Well, we were able to trigger on these levels until we went on the pump. I am not saying it was easy, but we learned to deal with it. So it was not absurd for us.

You can understand that I am reluctant to give up on control that we had. @drbbennett has a similar issue with the 670.

But, really, I don’t know if it is the pump. I am floundering at this stage because too many things are going wrong at once. If the issue is that his puberty hormones require loosening triggering levels, we will have to come to that. I am hoping that the problem is somewhere else, with how we deal with D.

@Eric, what is your triggering range?

It’d be really really easy to rule that out wouldn’t it? What’s the hesitation? Like I said I see this hesitation all the time and I really don’t understand it. There is a psychological attachment to pumps that I don’t understand and can’t relate to it seems

ETA— the absolute worst that could happen with an mdi trial is that you’d be up all night… hmm…

1 Like

I only use it at night. During the daytime I catch it well before the CGM alerts. At night the alarm is set for 140.

1 Like

I think before you give up on the pump, you might consider changing a few things.

  • Having a solid basal that doesn’t get reduced except for exercise.

  • Making sure your basal is high enough.

  • Fixing highs with a bolus instead of a basal.

  • Treating a low with carbs instead of a basal.

  • Look at pod day and see if that is a factor.

If you are making 2 day basal adjustments, unless he is sick or something like that, your basal is not set correctly.

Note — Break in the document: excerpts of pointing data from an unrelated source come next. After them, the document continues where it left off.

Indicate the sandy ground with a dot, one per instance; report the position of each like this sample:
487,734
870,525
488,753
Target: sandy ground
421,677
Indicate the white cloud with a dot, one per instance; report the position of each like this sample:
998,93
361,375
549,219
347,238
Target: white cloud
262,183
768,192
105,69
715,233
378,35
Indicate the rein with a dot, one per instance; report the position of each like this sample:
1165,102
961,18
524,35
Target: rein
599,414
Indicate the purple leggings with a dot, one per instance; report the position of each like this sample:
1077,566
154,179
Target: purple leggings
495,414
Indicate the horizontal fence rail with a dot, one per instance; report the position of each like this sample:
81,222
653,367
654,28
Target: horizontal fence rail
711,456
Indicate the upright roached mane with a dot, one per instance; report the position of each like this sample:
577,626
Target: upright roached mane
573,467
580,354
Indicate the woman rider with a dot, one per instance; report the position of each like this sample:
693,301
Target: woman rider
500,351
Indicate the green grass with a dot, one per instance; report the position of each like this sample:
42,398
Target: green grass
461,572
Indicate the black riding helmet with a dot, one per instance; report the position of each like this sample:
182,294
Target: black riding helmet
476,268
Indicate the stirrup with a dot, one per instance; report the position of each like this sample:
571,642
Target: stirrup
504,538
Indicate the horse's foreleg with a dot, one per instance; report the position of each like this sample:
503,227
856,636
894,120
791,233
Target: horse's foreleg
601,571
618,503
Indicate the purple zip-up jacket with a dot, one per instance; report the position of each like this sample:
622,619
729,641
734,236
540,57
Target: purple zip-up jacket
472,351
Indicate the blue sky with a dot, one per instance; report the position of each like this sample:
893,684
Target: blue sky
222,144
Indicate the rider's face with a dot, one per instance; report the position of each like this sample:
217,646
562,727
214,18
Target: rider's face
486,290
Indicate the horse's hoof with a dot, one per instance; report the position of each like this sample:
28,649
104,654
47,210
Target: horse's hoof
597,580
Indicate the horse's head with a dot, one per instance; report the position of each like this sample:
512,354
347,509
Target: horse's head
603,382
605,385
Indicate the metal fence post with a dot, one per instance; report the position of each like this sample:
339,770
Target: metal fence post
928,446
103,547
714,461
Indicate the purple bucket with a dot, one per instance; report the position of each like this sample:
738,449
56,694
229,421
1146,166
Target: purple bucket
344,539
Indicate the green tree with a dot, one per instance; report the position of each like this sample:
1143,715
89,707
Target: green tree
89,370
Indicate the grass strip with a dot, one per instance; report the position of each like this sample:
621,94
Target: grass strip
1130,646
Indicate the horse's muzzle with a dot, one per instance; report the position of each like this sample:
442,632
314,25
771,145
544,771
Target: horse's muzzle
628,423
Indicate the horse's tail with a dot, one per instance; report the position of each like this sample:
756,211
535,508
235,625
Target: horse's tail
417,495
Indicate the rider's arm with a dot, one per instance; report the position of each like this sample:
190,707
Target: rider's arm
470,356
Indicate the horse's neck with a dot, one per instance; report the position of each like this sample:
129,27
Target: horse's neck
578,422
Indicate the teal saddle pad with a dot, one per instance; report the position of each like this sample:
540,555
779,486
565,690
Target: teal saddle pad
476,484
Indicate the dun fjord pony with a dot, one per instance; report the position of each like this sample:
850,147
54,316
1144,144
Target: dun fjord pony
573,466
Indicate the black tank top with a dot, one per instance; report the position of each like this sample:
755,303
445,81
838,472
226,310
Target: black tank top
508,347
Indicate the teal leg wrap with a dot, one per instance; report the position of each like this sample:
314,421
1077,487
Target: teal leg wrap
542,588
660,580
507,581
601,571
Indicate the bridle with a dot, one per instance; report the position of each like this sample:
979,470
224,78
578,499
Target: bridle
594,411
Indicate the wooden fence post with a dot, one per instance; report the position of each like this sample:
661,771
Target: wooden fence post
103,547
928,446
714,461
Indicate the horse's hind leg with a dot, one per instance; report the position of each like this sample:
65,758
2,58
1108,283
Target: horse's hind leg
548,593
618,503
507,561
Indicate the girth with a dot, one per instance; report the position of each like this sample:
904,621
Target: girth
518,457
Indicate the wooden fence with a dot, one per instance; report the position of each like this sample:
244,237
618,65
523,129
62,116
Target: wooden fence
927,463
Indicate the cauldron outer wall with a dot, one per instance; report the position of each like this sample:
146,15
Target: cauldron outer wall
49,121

If you are dropping it 30% for 2 days, he needs to eat more carbs.

Just go back to fundamental stuff.


@Michel looks like you’ve already received some good feedback on these numbers, so I’ll just add my voice to the chorus: these ranges are just way, way too tight for anyone with T1D, let alone a teenager - no wonder you and your family are not sleeping well. I have no medical expertise or references to back this up, but not sleeping is probably more harmful (for all of you) than spending some time at slightly elevated bg levels. Again, find a range that first of all let you all sleep well through at least 5-6 nights a week. Then, you may tweak things to tighten that range, but not at the expense of sleepless nights.


Just to add some anecdotal evidence from personal experience: I started pumping with a particular type of insertion sets that had a 6mm cannula perpendicular to the skin. Everything worked fine for a few years, but then I started noticing some strange inconsistencies and I recall my CDE at the time told me some slender people (such as myself) were having issues with those sets, and she encouraged me try a different type that had a longer cannula inserted at an angle. I have since had next to zero problems with insertion sets for many years now, so I am fairly certain that poor performance I observed must have been related to the particular set type (not exactly sure why or how). I am not familiar with pods: are they all the same, or are there different cannulas you may choose from?